Advanced usage¶

Besides the dos and don'ts of data valuation itself, which are the subject of the examples and the documentation of each method, there are two main things to keep in mind when using pyDVL namely Parallelization and Caching.

Parallelization¶

pyDVL uses parallelization to scale and speed up computations. It does so using Dask or Joblib (with any of its backends). The first is used in the influence package whereas the latter is used in the valuation package.

Data valuation¶

For data valuation, pyDVL uses joblib for transparent parallelization of most methods using any of the backends available to joblib.

If you want to use ray or dask as backends, please follow the instructions in joblib's documentation.
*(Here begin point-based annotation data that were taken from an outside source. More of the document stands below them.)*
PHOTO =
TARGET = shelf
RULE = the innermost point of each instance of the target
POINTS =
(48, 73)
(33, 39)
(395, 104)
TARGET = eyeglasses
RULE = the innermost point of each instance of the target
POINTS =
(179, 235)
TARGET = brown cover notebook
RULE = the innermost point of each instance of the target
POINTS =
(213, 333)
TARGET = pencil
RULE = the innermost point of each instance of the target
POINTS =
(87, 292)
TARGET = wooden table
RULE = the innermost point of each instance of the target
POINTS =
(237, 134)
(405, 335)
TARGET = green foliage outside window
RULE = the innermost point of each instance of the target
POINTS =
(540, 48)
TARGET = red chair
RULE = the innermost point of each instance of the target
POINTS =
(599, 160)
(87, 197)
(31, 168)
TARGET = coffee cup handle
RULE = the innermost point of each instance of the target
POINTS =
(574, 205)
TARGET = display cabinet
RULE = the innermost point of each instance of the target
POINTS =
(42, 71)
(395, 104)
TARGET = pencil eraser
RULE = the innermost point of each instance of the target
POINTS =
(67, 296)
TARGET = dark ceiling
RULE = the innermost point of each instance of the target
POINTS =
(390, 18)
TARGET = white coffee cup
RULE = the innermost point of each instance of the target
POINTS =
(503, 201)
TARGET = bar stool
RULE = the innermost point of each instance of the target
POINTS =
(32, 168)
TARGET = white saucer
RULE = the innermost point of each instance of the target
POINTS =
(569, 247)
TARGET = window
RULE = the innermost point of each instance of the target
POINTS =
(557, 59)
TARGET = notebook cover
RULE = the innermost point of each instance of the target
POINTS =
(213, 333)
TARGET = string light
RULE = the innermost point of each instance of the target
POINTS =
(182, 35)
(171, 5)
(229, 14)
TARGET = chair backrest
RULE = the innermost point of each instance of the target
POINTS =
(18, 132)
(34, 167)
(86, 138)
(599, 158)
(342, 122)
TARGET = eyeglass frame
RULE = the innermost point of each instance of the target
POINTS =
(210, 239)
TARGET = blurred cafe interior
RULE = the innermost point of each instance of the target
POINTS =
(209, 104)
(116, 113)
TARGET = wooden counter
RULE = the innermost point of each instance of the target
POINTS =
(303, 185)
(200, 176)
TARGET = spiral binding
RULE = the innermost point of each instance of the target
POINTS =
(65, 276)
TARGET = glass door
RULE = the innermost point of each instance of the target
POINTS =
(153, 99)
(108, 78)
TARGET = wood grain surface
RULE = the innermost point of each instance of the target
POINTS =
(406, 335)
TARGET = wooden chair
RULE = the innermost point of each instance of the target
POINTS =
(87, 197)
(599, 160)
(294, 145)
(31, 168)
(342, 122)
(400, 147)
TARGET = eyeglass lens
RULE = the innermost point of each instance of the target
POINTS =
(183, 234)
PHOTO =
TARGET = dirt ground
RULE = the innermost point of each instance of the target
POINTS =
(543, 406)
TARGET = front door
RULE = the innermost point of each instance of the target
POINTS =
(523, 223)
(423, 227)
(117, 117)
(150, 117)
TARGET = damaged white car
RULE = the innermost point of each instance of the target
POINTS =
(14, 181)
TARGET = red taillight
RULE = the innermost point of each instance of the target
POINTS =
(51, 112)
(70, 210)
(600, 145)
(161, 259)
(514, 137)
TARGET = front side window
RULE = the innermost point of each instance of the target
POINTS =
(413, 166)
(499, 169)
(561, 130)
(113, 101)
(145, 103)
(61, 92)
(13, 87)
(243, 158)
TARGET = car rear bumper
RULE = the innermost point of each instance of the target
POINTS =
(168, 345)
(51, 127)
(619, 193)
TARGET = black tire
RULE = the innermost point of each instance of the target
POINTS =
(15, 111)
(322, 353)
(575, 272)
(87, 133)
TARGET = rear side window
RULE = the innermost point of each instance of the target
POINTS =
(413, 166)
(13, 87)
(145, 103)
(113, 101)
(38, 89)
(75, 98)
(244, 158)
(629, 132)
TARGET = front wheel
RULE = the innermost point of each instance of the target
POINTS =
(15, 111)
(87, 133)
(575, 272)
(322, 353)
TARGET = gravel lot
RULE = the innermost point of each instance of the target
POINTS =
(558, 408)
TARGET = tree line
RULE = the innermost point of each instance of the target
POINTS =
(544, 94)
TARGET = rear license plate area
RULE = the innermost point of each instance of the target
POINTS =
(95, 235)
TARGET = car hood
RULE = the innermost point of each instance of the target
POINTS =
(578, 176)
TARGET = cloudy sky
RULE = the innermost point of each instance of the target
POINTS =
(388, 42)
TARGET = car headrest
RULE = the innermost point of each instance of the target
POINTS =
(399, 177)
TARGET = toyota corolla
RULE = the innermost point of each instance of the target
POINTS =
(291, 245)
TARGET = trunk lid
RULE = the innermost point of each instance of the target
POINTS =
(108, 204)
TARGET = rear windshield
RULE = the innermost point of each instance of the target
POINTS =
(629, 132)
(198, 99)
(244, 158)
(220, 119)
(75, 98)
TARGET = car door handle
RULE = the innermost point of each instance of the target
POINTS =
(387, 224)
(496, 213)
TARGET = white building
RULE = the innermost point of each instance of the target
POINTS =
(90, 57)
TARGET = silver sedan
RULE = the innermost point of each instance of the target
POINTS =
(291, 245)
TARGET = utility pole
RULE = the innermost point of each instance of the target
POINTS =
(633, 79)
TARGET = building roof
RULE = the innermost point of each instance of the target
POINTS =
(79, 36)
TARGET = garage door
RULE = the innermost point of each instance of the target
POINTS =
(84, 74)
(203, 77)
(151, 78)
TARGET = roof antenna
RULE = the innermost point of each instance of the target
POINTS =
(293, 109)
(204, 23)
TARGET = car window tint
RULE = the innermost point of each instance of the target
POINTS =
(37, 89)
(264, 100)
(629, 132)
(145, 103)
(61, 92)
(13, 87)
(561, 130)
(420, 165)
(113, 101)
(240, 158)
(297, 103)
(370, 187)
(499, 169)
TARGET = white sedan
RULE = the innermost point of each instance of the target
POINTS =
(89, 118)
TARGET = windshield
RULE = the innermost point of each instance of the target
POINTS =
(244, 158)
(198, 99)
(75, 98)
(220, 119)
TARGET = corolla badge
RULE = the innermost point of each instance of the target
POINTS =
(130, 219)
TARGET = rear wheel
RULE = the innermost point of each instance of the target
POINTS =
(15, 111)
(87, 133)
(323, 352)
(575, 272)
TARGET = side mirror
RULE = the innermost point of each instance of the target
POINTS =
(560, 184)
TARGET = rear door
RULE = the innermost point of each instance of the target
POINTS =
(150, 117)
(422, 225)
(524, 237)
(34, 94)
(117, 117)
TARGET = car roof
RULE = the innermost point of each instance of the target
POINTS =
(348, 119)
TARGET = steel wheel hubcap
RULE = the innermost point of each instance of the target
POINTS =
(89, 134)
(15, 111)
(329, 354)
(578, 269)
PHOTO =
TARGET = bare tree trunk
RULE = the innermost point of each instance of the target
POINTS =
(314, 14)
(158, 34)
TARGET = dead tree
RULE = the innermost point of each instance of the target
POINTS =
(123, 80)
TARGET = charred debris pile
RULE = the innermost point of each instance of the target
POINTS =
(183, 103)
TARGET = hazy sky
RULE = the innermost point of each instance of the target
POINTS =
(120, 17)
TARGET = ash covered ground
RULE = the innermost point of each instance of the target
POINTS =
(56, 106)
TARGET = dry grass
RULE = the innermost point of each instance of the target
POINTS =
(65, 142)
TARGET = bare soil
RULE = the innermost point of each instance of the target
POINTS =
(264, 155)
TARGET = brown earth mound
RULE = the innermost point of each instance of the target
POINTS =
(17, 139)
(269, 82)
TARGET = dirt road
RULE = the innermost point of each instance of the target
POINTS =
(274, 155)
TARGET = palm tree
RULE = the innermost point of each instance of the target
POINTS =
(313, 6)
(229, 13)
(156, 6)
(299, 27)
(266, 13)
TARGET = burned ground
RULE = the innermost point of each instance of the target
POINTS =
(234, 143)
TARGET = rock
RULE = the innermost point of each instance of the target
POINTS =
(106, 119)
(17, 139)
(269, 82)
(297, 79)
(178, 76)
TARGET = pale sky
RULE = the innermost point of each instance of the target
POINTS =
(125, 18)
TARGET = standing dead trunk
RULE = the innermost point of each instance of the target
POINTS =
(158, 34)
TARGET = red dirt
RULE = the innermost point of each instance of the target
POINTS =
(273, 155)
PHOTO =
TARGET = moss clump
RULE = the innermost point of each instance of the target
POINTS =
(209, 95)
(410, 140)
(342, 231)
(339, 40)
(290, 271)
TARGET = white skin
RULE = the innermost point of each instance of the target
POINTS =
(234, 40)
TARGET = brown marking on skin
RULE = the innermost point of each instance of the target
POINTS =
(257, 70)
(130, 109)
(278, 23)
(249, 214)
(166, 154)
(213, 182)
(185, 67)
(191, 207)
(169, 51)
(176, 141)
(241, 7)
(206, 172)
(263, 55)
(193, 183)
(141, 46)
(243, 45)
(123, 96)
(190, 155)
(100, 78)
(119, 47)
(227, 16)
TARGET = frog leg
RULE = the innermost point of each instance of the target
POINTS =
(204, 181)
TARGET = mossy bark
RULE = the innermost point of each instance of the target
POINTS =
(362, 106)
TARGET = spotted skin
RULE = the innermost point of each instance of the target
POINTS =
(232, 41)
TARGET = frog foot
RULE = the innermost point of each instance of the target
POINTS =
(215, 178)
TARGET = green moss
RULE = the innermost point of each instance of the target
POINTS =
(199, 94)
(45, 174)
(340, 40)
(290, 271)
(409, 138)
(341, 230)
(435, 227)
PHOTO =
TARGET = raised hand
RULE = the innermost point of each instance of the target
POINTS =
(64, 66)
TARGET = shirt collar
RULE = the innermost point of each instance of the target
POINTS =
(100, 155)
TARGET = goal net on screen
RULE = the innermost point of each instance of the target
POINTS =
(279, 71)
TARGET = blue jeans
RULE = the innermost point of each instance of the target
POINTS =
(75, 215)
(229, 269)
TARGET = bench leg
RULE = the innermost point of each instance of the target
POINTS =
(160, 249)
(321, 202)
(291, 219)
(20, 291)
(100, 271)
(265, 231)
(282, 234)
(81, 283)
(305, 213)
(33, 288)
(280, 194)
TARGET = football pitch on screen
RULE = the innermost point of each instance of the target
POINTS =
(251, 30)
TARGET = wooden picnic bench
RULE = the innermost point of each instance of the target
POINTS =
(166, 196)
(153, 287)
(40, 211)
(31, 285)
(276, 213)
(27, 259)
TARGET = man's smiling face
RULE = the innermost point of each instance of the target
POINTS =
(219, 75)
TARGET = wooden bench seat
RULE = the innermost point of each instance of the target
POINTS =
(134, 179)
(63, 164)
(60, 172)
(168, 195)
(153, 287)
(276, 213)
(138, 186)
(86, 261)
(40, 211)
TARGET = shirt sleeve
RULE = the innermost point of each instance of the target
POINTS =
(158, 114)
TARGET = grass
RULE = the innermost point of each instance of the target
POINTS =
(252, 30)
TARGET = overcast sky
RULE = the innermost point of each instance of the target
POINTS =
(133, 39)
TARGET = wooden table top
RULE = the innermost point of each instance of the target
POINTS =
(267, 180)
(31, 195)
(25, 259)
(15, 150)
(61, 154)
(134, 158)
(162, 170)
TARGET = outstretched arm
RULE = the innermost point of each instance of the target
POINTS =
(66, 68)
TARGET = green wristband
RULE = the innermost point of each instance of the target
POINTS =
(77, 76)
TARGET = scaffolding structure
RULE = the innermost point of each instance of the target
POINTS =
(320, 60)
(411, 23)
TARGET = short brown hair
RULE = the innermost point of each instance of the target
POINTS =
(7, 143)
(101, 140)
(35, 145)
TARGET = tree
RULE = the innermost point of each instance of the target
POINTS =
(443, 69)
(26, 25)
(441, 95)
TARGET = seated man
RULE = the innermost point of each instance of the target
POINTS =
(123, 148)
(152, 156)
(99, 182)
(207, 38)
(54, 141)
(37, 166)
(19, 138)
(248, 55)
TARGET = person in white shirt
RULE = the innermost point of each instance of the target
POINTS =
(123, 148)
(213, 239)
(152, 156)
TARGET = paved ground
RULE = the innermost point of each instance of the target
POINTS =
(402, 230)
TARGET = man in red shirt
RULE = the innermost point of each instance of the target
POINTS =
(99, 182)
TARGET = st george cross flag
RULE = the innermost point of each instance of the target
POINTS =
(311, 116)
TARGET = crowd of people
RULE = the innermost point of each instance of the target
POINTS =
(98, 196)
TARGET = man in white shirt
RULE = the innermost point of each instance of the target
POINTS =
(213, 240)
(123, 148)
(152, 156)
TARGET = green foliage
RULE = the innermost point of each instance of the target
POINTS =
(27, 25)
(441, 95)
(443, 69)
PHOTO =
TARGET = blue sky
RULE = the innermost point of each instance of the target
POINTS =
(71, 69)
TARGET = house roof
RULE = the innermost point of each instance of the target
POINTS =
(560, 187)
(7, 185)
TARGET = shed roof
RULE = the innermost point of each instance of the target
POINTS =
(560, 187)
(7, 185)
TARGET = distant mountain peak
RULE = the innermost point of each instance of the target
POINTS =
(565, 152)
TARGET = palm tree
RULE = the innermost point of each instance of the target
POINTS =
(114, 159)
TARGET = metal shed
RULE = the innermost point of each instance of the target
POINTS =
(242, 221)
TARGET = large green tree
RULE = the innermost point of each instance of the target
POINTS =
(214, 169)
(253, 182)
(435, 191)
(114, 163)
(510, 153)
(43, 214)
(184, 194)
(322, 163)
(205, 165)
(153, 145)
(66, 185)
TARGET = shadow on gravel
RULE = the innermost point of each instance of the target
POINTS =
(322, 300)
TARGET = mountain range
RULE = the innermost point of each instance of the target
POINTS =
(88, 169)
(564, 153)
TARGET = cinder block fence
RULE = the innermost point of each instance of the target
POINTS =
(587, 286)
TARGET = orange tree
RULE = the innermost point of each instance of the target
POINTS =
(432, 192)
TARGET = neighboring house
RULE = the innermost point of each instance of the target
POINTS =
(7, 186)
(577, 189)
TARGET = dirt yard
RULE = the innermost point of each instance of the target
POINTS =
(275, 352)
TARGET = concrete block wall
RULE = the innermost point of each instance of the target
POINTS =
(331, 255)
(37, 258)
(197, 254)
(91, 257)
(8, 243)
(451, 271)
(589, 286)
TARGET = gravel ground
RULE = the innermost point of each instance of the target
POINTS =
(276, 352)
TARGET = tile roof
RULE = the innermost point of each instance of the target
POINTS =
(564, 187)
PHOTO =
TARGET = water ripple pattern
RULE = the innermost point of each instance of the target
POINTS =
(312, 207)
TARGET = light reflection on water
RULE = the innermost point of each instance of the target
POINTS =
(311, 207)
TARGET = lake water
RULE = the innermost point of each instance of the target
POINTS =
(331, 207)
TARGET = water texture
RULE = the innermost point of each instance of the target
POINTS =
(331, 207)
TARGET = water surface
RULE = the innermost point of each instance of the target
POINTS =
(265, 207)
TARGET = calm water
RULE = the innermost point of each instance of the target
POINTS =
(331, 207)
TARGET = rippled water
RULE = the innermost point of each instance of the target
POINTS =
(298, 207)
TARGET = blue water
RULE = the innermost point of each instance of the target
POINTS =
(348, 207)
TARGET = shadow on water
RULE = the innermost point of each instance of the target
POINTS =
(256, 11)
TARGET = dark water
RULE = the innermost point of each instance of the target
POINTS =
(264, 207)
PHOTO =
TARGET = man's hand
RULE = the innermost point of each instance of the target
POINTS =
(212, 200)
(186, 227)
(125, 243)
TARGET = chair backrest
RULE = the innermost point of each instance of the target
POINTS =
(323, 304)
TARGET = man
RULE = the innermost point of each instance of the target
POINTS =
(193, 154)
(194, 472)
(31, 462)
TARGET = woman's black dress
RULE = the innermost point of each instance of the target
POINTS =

Mostly it's just a matter of registering the backend with joblib.register_parallel_backend and then using it within the context manager joblib.parallel_config around the code that you want to parallelize, which is usually the call to the fit method of the valuation object.

Basic fitting in parallel

import sklearn as sk
from joblib import parallel_config, register_parallel_backend
from pydvl.valuation import *
from ray.util.joblib import register_ray

register_ray()

train, test = Dataset.from_arrays(...)
model = sk.svm.SVC()
scorer = SupervisedScorer("accuracy", test, default=0.0, range=(0, 1))
utility = ModelUtility(model, scorer)
sampler = PermutationSampler(truncation=NoTruncation())
stopping = MinUpdates(7000) | MaxTime(3600)
shapley = ShapleyValuation(utility, sampler, stopping, progress=True)

with parallel_config(backend="ray", n_jobs=128):
    shapley.fit(train)

results = shapley.result

Note that you will have to install additional dependencies (see Extras) and to provide a running cluster (or run ray in local mode). For instance, for ray follow the instructions in Ray's documentation to set up a remote cluster. You could alternatively use a local cluster and in that case you don't have to set anything up.

Info

As of v0.10.0 pyDVL does not allow requesting resources per task sent to the cluster, so you will need to make sure that each worker has enough resources to handle the tasks it receives. A data valuation task using game-theoretic methods will typically make a copy of the whole model and dataset to each worker, even if the re-training only happens on a subset of the data. Some backends, like "loky" will use memory mapping to avoid copying the dataset to each worker, but in general you should make sure that each worker has enough memory to handle the whole dataset.

Working with large datasets¶

When running in parallel, the utility is copied to each worker. This implies copying the dataset as well, which can obviously be very expensive. In order to alleviate the problem, one can memmap the data from disk by setting mmap=True when creating the Dataset objects. In case you create the Dataset with previously memory-mapped arrays, you must ensure that the shapes conform to the requirements, since internal checks are disabled to avoid additional copying. This amounts to calling check_X_y() on the arrays beforehand.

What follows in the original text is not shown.